D2C jewelry brand Wanderlust + Co sets up first US brick and mortar store to offer city-specific and personalization services driven by success of high-converting pop-ups together with curated community meets
Viral female-founded jewelry brand Wanderlust + Co is expanding Stateside. The playful and accessibly priced label has chosen New York City and Philadelphia for its first U.S. brick and mortar locations—on Bleecker Street and the King of Prussia Mall respectively. While Malayia based Wanderlust + Co has its roots as a digital-first brand, it has already established five locations across Asia in Malaysia and Singapore and is stocked with some 400 retailers worldwide. The U.S. region, however, accounts for 40% of global website traffic and conversions together with a 20-25% repeat purchase rate among U.S. shoppers. According to CEO and founder Jenn Low, these permanent spaces were also a response to insights gathered from a series of high-performing U.S. pop-ups together with intimate media dinners and one-on-one meetings. They demonstrated significantly increased conversion when people could physically engage with the product.

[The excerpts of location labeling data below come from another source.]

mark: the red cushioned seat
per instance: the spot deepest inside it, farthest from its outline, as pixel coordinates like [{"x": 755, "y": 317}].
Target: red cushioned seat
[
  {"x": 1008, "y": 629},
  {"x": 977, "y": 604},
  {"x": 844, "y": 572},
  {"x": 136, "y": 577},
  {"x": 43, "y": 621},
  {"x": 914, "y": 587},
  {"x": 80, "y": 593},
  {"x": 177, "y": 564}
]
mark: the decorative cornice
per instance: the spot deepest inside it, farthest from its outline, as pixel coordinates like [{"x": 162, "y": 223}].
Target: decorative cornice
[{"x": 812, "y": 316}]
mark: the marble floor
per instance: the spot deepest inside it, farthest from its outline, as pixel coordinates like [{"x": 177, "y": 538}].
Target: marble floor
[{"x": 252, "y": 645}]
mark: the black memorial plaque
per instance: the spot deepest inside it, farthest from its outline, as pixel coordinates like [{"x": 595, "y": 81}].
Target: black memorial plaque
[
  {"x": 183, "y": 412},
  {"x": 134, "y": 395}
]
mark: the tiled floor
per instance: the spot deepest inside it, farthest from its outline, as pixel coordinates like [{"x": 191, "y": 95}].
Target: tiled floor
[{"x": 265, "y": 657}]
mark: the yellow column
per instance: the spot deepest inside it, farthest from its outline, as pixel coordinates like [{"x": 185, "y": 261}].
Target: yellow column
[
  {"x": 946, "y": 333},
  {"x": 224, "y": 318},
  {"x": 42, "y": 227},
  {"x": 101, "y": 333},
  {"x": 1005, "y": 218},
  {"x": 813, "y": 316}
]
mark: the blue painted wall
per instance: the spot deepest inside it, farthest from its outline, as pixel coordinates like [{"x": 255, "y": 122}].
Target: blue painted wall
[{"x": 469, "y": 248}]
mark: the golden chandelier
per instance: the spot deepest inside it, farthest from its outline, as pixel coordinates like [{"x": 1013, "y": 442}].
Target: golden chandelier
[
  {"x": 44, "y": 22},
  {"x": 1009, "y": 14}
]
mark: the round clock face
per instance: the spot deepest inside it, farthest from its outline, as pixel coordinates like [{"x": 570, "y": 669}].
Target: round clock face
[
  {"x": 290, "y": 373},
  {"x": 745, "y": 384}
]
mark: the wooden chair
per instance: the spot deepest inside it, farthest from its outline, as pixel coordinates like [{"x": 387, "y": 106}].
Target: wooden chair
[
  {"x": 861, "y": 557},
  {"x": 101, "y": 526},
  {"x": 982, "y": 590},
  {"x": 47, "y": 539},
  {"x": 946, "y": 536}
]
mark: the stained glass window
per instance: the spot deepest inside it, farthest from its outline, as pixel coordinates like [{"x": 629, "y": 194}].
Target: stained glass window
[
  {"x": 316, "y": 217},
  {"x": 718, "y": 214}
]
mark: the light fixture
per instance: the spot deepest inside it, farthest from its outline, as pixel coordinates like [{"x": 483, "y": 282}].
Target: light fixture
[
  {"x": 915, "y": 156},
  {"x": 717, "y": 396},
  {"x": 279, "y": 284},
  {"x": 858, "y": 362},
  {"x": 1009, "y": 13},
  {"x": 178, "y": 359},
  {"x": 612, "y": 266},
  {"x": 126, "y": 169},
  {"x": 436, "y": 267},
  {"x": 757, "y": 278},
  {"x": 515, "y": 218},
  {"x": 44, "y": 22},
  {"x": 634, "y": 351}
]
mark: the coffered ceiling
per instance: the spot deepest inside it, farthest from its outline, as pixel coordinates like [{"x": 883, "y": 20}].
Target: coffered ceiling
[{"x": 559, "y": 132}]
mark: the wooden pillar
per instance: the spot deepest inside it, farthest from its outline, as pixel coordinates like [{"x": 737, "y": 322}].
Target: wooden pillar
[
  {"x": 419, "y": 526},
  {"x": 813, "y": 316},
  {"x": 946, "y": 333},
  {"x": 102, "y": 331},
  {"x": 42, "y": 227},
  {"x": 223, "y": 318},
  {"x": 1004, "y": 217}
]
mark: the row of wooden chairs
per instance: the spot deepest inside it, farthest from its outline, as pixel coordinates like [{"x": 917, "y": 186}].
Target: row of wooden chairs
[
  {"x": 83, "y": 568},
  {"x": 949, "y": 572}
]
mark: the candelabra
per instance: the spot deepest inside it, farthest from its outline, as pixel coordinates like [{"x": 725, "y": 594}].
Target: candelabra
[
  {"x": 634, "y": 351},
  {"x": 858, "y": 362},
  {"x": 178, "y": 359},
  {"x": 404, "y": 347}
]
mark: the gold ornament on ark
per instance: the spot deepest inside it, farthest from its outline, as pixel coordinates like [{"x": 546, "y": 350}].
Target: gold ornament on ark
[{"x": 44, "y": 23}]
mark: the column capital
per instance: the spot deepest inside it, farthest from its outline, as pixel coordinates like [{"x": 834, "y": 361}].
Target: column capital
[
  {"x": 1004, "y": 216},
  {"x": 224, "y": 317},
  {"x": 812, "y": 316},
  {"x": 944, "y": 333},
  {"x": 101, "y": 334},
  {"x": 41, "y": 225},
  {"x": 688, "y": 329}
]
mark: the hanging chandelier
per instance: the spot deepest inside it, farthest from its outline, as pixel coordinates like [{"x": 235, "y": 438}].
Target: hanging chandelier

The offering of these stores tap into broader spectrum market trends such as city specific products and personalisation services which are key when it comes to drawing customers in-store and and building a local community. While appealing in particular to a Gen-Z consumer, personalisation and storytelling amplify the emotional resonance of jewelry. The New York and Philadelphia stores both offer on-site piercing alongside personalisation services such as welding, engraving and a jewelry adjacent ‘patch bar’ where customers can personalise canvas key-chains, choosing from a series of iron-on designs—”allowing customers to bring their stories to life, making each piece uniquely theirs.”